Terms like 'getting clean' and even 'recovery' stigmatize use of proven medications, hindering willingness to receive effective treatment.

Robert Heimer

One reason abstinence-based treatment might lead to more fatal overdoses, Heimer said, is because when people stop using opioids throughout those treatment programs, they lose their tolerance to opioids. If they relapse, their lower tolerance makes them more susceptible to overdose.

On the other hand, buprenorphine and methadone work on the same receptors in the body that opioids like heroin and fentanyl do. If a person is taking one of these medications and relapses, he said, they won't have reduced opioid tolerance, making it far less likely that they will overdose.

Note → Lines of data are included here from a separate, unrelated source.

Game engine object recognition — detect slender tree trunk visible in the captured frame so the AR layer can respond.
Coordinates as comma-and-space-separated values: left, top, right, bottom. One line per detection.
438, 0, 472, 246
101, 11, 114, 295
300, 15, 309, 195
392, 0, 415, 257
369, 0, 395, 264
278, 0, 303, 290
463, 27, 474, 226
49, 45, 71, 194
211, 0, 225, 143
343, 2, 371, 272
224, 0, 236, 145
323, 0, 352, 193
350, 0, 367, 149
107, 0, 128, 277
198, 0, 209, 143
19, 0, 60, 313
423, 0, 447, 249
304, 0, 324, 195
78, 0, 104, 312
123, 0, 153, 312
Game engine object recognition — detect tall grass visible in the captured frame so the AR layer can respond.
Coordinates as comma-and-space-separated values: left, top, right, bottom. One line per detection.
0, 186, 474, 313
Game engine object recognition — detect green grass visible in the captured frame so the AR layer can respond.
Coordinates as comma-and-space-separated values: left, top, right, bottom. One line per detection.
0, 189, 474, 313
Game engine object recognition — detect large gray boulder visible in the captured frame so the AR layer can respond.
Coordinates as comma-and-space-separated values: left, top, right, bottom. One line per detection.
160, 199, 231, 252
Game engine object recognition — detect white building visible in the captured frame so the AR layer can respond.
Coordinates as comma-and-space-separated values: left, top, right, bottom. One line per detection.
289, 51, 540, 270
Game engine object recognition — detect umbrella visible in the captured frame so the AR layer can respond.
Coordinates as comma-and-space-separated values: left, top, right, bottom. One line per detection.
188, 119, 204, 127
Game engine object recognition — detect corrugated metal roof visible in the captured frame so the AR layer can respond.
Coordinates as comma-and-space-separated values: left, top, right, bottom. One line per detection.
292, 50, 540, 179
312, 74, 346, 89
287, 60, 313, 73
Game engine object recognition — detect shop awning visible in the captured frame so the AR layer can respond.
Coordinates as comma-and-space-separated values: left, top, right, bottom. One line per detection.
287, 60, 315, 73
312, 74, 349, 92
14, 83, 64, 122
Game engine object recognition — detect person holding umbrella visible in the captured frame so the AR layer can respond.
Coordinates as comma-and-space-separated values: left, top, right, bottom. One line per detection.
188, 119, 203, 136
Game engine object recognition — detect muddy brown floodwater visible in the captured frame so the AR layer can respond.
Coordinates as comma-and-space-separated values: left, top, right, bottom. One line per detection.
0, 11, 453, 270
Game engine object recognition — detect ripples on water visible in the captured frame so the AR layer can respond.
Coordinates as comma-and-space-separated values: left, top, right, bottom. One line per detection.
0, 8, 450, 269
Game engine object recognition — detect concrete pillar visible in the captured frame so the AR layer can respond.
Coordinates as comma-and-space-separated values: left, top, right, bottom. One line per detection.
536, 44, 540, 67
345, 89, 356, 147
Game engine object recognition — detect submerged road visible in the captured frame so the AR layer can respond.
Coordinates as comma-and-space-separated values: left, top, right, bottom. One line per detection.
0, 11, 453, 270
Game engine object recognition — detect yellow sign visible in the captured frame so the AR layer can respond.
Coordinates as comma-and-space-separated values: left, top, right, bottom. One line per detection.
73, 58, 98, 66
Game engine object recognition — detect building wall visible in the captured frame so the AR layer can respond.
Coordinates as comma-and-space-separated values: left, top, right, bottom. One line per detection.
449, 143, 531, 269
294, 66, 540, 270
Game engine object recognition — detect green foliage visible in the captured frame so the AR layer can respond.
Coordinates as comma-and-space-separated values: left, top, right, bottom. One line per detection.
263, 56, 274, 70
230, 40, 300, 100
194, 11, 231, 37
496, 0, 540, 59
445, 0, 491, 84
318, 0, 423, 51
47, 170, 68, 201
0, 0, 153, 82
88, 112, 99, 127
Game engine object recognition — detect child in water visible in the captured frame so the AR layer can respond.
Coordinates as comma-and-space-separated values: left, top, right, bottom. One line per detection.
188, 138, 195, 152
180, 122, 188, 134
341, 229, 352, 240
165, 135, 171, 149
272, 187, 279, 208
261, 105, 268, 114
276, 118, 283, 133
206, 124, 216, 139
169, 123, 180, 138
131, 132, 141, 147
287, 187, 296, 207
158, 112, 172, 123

"Access to medications saves lives and treatments without medications can in fact be harmful. We need to be loud and clear about this message to individuals with opioid use disorder and the community," said Gail D'Onofrio, the Albert E. Kent Professor of Emergency Medicine at Yale School of Medicine and coauthor of the study.

Over the next 18 years, Connecticut will receive $600 million in opioid settlement funds paid by pharmaceutical companies that produced opioids, companies that distributed them wholesale, and pharmacy chains that sold them to patients. Heimer says that how those funds are used should be informed by their current findings, which, in agreement with prior research, demonstrate the superiority of methadone and buprenorphine over abstinence-based care.

"We can make decisions on how to spend the settlement funds based on what people want or based on what the evidence says people need," said Heimer.

Many people, including those with opioid use disorder, prefer abstinence-based treatments, but Heimer says that is, in part, a reflection on how stigmatized opioid use has become. Terms like "getting clean" and even "recovery" stigmatize use of proven medications, hindering willingness to receive effective treatment.

"I see 'recovery' as something you do if you have the flu or break a leg that are acute events," said Heimer. "I prefer 'remission,' which is a better way to think about any chronic disease, including substance use disorders. If you successfully manage the illness, you're in remission. If you don't, you've had a relapse or a recurrence. Methadone and buprenorphine reduce the risk of relapse and dying from an opioid overdose."

To keep people in remission and save lives, priority should be placed on getting those with problematic opioid use started on medications and helping them remain in treatment, he added.